As this is not directly exposed to web pages, TestWebKitAPI unit tests were written to test this directly. Additionally a specific Web App Manifest test was added where WTF::JSON::Value is used to parse a JSON manifest specified by the page that previously would have failed.

I missed that the ChangeLogs were not updated between the first and second version of the patch in my review. Since it was addressing my review comments I overlooked ChangeLogs.

I don't think this needs to be rolled out. Was there a specific kind of test you were looking for?
Comment 17 Alexey Proskuryakov 2017-12-08 19:36:15 PST
I was assuming that we were not crazy enough to have two JSON parsers! If this is not exposed to JS, then no other test is necessary.
Comment 18 Joseph Pecoraro 2017-12-11 10:32:31 PST
(In reply to Alexey Proskuryakov from comment #17)
> I was assuming that we were not crazy enough to have two JSON parsers!

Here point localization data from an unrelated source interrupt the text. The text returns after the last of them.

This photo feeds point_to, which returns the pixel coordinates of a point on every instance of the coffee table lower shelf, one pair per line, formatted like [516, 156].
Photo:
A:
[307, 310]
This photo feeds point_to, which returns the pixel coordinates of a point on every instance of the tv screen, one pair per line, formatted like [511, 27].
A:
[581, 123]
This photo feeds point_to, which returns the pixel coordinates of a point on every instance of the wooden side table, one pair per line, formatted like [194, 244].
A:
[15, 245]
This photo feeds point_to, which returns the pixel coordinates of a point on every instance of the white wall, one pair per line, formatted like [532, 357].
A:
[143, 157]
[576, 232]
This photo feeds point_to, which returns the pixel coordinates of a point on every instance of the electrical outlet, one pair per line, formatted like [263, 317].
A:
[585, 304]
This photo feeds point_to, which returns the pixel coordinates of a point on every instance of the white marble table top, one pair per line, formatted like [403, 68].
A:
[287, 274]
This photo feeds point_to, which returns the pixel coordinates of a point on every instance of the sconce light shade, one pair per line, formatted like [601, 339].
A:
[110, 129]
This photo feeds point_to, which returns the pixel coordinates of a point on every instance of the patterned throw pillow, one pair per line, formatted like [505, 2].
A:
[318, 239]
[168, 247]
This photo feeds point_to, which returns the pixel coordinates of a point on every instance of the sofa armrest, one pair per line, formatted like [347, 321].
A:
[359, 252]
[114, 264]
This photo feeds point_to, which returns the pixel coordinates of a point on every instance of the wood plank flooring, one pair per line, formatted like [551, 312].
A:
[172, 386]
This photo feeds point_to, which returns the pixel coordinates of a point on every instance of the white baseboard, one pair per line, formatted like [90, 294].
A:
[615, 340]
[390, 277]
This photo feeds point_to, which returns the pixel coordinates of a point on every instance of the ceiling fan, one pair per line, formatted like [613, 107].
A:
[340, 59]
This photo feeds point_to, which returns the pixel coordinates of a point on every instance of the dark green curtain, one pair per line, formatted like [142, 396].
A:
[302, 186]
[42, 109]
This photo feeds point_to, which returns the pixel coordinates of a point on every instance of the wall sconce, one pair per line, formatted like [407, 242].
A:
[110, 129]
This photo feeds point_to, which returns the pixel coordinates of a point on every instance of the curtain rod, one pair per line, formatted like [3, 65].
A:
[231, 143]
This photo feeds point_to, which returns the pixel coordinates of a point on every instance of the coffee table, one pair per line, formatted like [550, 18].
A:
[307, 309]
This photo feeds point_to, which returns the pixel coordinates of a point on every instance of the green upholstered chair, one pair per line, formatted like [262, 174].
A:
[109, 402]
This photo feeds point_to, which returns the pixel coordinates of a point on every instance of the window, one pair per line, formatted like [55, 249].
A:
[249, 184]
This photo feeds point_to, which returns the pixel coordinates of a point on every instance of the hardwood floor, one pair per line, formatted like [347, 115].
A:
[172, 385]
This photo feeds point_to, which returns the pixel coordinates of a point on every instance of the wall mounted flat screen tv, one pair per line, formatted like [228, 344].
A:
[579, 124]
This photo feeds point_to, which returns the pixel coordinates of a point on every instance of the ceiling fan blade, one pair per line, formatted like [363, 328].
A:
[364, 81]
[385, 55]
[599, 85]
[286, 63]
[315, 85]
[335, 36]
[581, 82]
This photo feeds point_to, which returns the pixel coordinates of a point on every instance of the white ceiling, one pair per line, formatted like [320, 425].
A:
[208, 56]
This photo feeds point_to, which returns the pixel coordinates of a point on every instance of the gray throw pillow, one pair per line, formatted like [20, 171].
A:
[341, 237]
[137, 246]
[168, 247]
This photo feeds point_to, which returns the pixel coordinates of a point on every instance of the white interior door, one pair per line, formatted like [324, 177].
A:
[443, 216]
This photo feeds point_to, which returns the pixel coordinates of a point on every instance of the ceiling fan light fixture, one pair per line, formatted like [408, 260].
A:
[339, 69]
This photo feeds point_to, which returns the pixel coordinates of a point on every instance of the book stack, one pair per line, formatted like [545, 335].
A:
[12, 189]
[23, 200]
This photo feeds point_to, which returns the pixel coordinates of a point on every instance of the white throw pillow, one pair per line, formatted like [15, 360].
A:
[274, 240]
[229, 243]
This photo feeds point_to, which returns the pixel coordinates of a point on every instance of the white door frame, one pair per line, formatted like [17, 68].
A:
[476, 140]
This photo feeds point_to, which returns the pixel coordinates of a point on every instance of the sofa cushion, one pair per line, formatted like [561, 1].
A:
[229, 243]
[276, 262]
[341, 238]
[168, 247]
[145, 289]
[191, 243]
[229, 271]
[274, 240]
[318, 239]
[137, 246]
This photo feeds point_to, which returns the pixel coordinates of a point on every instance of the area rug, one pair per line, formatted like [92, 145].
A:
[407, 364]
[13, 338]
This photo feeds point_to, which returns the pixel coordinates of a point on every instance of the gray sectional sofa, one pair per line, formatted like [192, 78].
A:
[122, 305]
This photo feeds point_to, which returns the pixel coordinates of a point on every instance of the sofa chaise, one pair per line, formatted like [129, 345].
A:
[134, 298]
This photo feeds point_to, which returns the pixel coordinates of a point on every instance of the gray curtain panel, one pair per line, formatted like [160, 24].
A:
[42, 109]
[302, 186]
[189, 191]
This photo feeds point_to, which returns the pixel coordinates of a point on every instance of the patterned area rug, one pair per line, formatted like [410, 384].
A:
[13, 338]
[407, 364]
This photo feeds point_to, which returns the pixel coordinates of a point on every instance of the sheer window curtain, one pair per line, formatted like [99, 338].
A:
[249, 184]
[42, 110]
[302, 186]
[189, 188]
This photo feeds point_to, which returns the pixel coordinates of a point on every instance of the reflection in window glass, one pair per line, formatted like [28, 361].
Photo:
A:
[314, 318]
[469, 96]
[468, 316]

Heh. The JavaScriptCore JSC::JSONParse parses and immediately produces JSValues tracked by the GC which is hard to work with if you want to interact with values in the JSON. WTF::JSON::Value::parseJSON parses and produces WTF::JSON::Values so it is basically a dictionary type easy to query, build, and stringify.